Es gibt zwei sehr unterschiedliche Ansätze für die Fischerei, die auf sehr unterschiedlichen sozialen, wirtschaftlichen und ökologischen Logiken beruhen. Industrielle Großbetriebe, die Schleppnetze verwenden, fangen tonnenweise Fisch pro Tag, bleiben mehrere Tage auf See, liefern Fisch für Massenmärkte und erwirtschaften Hunderttausende oder Millionen Euro pro Jahr. Diese Tätigkeiten verursachen jedoch erhebliche Schäden an den Ökosystemen des Meeresbodens und wirken sich durch den Einsatz nicht-selektiver Fanggeräte negativ auf die Reproduktionskapazität der Fischbestände aus. Kleinere handwerkliche Betriebe mit geringen Auswirkungen verwenden passive Fanggeräte, fangen mehrere zehn Kilogramm Fisch pro Tag und liefern ein hochwertiges Mehrwertprodukt für ein anderes Marktsegment, mit dem sie im Durchschnitt einige zehntausend Euro pro Jahr erwirtschaften.
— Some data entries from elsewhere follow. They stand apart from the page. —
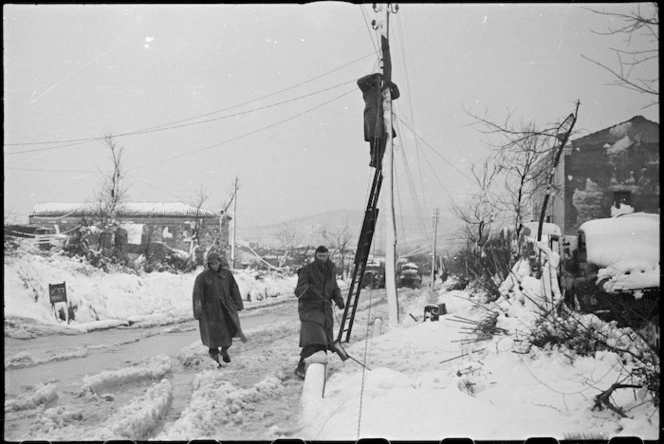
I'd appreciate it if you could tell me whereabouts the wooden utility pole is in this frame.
[374,3,399,326]
[231,177,238,269]
[430,208,440,304]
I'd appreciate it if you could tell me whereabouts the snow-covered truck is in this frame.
[562,213,660,350]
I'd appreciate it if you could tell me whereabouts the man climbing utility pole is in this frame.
[375,3,399,326]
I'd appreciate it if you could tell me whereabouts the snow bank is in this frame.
[5,349,88,369]
[579,213,660,292]
[4,250,297,334]
[5,384,58,412]
[91,379,173,441]
[32,379,173,442]
[298,286,659,441]
[160,370,282,441]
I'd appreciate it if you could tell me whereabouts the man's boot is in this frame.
[295,361,306,379]
[221,347,231,362]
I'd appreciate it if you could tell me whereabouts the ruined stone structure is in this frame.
[533,116,659,234]
[29,202,231,252]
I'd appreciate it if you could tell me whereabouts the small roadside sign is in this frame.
[48,282,67,304]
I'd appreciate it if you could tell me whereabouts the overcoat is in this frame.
[295,261,343,350]
[193,267,246,348]
[357,73,399,142]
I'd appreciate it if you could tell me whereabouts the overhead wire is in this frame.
[397,14,427,207]
[5,79,355,154]
[128,89,354,171]
[397,116,475,183]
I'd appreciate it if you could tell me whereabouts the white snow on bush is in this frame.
[5,384,58,412]
[298,292,658,441]
[81,355,172,395]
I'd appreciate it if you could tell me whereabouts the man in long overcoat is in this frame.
[357,73,400,168]
[295,245,344,379]
[193,252,246,362]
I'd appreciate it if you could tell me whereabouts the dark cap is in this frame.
[207,251,221,264]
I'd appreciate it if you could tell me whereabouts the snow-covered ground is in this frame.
[302,291,659,440]
[4,250,297,337]
[5,250,659,440]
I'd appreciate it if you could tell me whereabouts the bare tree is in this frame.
[583,2,659,106]
[467,106,578,239]
[276,222,300,267]
[450,159,500,252]
[189,186,210,257]
[320,219,353,273]
[96,134,128,225]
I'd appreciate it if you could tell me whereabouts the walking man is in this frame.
[295,245,344,379]
[193,252,247,363]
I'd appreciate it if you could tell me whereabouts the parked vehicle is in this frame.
[561,213,660,350]
[362,262,385,288]
[397,262,422,288]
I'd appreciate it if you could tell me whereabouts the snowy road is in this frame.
[4,291,385,440]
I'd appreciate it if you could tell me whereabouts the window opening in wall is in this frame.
[613,191,632,208]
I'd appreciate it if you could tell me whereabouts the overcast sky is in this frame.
[3,2,659,226]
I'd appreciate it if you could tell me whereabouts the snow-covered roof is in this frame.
[579,213,660,289]
[523,222,562,238]
[30,202,219,217]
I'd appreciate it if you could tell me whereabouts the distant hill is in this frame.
[236,210,458,254]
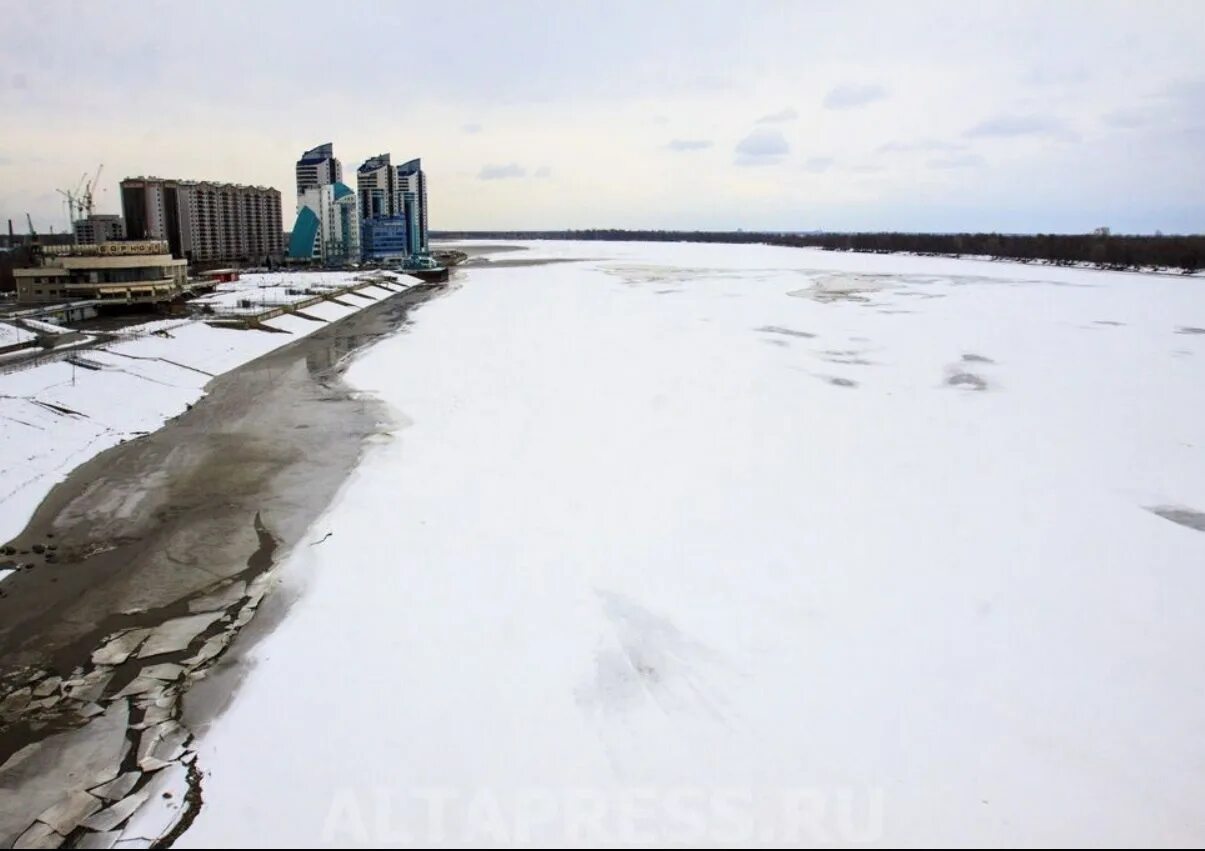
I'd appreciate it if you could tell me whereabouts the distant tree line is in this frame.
[431,228,1205,272]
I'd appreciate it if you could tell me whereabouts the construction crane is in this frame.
[54,189,80,222]
[80,163,105,218]
[54,169,89,228]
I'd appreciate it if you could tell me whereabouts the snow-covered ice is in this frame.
[93,242,1205,847]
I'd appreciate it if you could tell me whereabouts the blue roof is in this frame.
[298,142,335,163]
[289,207,319,260]
[359,153,389,172]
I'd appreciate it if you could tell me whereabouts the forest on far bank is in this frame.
[431,228,1205,274]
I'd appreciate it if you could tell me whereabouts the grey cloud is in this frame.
[477,163,527,181]
[757,107,799,124]
[1101,108,1154,130]
[665,139,712,151]
[925,153,983,169]
[878,139,966,153]
[964,116,1068,139]
[736,128,790,165]
[824,83,887,110]
[1022,68,1091,86]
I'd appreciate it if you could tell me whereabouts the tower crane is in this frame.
[81,163,105,217]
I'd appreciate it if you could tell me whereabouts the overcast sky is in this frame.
[0,0,1205,233]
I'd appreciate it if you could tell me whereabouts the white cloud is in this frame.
[736,128,790,165]
[824,83,887,110]
[757,107,799,124]
[477,163,527,181]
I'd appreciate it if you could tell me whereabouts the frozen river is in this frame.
[177,242,1205,847]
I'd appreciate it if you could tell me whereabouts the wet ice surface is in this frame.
[177,243,1205,847]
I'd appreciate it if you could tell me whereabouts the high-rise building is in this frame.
[395,159,427,254]
[75,213,125,245]
[355,153,427,260]
[296,142,343,202]
[122,177,284,263]
[355,153,398,222]
[288,182,360,264]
Der Einsatz selektiver Fanggeräte führt zu deutlich weniger Rückwürfen.

Die verschiedenen Gemeinsamen Fischereipolitiken haben durch gezielte Unterstützung und einen günstigen Rechtsrahmen Anreize für die Fischerei in größerem Maßstab auf Kosten des kleineren Sektors geschaffen. Dies hat zu einer Verzerrung der Meere in ganz Europa geführt, da sich die meisten Fangmöglichkeiten in wenigen Händen befinden und die Märkte von relativ wenigen Massenware-Arten beherrscht werden.

Neun Jahre nach der Verabschiedung der reformierten Gemeinsamen Fischereipolitik (GFP) im Jahr 2013 und ihrer Umsetzung im Jahr 2014 wird die angestrebte Verbesserung der Nachhaltigkeitsergebnisse für die kleinen, wenig umweltbelastenden Flotten in der EU nicht erreicht; die Chance, ihr Potenzial zur Erreichung umfassenderer sozialer, ökologischer und wirtschaftlicher Nachhaltigkeitsziele zu nutzen, wird vertan. Die in den Verordnungen (EU) Nr. 1380/2013 (insbesondere Artikel 17), Nr. 1379/2013 (insbesondere Erzeugerorganisationen) und Nr. 508/2014 (insbesondere Artikel 18 über die Ausarbeitung und Umsetzung von Aktionsplänen für die Entwicklung, Wettbewerbsfähigkeit und Nachhaltigkeit der kleinen Küstenfischerei) vorgesehenen Maßnahmen zur Unterstützung der kleinen Fischerei werden nicht angewandt.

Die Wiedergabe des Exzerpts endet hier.